Mentor Resources

Here are some links to great resources – books and videos, that will help you understand, empathise and affect positive change with young people. Use the links where you find them necessary. Besides this, we think they’re fairly interesting;

BOOKS:

The following books are all available from online book stores:

Mentor Me! The Complete Guide for Women Who Want to Mentor Girls Paperback – January 10, 2012

The Mentor’s Field Guide: Answers You Need to Help Kids Succeed (2012)

‘Designed to be a one-stop resource for mentors, this guide doesn’t flinch from the tough problems.

Using a helpful question-and-answer format, it addresses issues that include

How do I connect with my mentee?

What if I don’t like my mentee?

If my mentee is in serious trouble, how far do I go to help him?

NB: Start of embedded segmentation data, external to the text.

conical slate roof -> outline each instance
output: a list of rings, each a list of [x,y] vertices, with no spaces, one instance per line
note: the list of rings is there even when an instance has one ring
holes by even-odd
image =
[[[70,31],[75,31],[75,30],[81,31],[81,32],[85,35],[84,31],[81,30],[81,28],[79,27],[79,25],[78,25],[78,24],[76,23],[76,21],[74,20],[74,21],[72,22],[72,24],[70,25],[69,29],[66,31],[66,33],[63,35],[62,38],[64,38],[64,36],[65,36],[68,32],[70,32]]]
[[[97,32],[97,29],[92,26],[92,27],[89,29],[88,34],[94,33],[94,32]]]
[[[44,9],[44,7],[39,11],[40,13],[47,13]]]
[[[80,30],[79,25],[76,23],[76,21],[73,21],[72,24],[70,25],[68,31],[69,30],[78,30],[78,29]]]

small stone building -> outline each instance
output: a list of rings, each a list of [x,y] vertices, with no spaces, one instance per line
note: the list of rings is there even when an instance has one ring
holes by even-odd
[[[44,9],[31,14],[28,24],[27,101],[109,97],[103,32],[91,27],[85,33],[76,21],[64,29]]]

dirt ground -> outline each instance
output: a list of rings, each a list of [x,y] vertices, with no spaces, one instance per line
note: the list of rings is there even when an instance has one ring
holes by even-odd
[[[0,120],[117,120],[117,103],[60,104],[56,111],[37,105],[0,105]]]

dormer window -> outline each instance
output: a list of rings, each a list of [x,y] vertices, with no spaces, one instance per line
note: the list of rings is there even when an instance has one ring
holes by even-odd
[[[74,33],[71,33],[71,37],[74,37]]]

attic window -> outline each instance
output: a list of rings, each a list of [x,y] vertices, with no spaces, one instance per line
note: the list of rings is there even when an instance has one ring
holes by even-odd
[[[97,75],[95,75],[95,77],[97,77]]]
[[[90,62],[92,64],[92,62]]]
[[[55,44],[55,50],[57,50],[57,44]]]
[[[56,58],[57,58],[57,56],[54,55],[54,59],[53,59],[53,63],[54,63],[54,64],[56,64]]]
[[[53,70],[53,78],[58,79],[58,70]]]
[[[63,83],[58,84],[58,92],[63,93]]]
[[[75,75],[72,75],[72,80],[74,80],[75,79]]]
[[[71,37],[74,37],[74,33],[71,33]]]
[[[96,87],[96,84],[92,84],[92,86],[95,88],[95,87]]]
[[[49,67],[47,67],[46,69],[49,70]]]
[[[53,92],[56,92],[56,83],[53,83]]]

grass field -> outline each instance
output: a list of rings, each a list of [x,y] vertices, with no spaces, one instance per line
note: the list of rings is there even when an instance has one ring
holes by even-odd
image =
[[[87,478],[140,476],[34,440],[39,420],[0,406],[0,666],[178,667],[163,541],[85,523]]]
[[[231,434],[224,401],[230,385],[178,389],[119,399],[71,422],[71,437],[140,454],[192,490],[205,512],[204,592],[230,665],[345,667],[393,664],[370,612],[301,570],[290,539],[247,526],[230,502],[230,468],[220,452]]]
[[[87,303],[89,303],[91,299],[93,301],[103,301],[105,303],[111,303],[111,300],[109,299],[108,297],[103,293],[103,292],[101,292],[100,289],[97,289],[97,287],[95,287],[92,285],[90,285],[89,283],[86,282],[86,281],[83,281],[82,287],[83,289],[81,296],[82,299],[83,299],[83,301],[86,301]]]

Organized topically by issue, the book provides mentors with advice they need both in the ever-changing and sometimes challenging mentoring relationship and within the parameters of a mentoring program. For mentors, the book addresses the rewards as well as the risks of mentoring, while program leaders can use the challenges and solutions to help mentors understand their roles and equip them to handle tough mentoring issues.'(Publishers Notes)

 VIDEOS

Creating a Safe Space For Adolescents

Dr. Nadja Reilly talks about how to respond to a crisis situation with a youth struggling with depression, following her YMI lecture, “Nurturing the Emotional Lives of Adolescents: Identifying and Ministering to Youth at Risk for Depression.”

Dr. Nadja Reilly is a clinical psychologist, the Associate Director of the Freedman Center for Child and Family Development at the Massachusetts School of Professional Psychology (MSPP) and directed the Swensrud Depression Prevention Initiative (SDPI) at Boston Children’s Hospital.

Understanding the Teenage Brain

Daniel Siegel debunks myths about the Teenage Brain and “raging hormones”. He discusses the changes and remodeling of the brain within the adolescent period. He asserts that people need to learn about these changes to support and meet adolescents with empathy and compassion.

Siegel outlines his “Brainstorm” approach, focusing on emotional spark, social engagement, novelty and creative exploration (ESSENCE) as important aspects during the adolescent time of development. Siegel asserts there are four key features to maintain healthy brain growth: keeping passion in your life, maintaining supportive social networks, trying new things and challenging your mind. This will not only helps adults navigate the adolescent mind to provide encouraging support for healthy development, but also support a “life of connection, meaning, equanimity and sense of purpose”

Generation Stress – From Surviving to Thriving

Every Kid is One Caring Adult Away From Being a Success Story

How to Talk So Kids Will Listen to You

Secrets of Successful Mentoring

Maslow’s Human Needs

Mentoring Teen Workshop


Working with teens can be a challenging and rewarding experience. In this workshop, experienced tutors/teen mentors Jake Troxell, Chris Van Nest, and Alana Johnston discuss the foundations and building blocks for establishing a successful relationship with older students. Topics include forging an initial connection, listening and questioning, and dealing constructively with challenges that may arise.